Bruxelles lancia nuova consultazione sugli aiuti di Stato per aeroporti e compagnie aeree

 

Aeroporto - foto di Dmitry Avdeev La Commissione europea lancia la seconda consultazione pubblica sulla revisione della normativa sugli aiuti di Stato relativa ai contributi pubblici agli aeroporti e alle compagnie aeree. La consultazione sarà aperta fino al 25 settembre 2013, per arrivare ad adottare le nuove linee guida entro l'inizio del 2014.

Con le linee guida la Commissione europea fa il punto sulla nuova situazione giuridica e economica relativa al finanziamento pubblico degli aeroporti e delle compagnie aeree e specifica le condizioni alle quali tali finanziamenti potrebbero costituire aiuti di Stato e quando possano essere dichiarati compatibili con il mercato interno.

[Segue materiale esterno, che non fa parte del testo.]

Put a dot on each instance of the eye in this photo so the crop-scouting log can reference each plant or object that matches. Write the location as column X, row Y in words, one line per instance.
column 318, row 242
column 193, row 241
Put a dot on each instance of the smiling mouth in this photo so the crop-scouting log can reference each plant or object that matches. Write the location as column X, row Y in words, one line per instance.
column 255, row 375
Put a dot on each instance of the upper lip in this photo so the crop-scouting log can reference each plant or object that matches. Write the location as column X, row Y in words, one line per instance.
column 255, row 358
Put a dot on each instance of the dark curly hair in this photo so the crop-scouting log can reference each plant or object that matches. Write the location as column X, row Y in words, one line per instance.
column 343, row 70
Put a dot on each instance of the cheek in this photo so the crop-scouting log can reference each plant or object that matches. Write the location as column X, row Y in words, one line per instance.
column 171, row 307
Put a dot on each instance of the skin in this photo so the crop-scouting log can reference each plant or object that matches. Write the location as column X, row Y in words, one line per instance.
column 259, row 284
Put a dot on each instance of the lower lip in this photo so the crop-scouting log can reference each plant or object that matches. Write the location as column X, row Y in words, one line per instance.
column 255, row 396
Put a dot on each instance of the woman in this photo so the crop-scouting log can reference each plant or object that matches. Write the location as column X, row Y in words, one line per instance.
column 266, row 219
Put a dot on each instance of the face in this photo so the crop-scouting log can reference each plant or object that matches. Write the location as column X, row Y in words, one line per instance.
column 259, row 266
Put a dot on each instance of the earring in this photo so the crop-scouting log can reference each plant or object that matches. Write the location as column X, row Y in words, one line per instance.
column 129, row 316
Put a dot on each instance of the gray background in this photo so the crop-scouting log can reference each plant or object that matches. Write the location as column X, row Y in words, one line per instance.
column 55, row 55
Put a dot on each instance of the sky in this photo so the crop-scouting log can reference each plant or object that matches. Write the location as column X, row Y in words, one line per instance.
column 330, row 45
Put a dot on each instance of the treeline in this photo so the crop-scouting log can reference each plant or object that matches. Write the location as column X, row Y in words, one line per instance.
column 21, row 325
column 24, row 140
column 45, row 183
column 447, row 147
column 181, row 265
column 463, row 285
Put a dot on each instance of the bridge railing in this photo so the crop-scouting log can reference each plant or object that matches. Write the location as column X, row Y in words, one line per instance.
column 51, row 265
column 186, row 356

In base agli orientamenti proposti:

  • gli aiuti di Stato per investimenti nelle infrastrutture aeroportuali sono consentiti se vi è una reale necessità di trasporto e se il sostegno pubblico è necessario per garantire l'accessibilità di una regione. Le nuove norme definiscono le intensità di aiuto massime ammissibili, a seconda delle dimensioni di un aeroporto, in modo da garantire il giusto mix tra investimenti pubblici e privati, prevedendo la possibilità di concedere aiuti più elevati agli aeroporti più piccoli rispetto a quelli più grandi,
  • gli aiuti agli aeroporti, che non sono consentiti in base alle direttive vigenti, sarebbero autorizzati per un periodo transitorio di 10 anni, a determinate condizioni, al fine di dare agli aeroporti il tempo di adeguare il loro modello di business,
  • gli aiuti di avviamento alle compagnie aeree per lanciare una nuova rotta sono consentiti purché limitati nel tempo. Nella bozza di linee guida, le condizioni di compatibilità per gli aiuti di avviamento alle compagnie aeree sono state semplificate e adattate ai recenti sviluppi del mercato.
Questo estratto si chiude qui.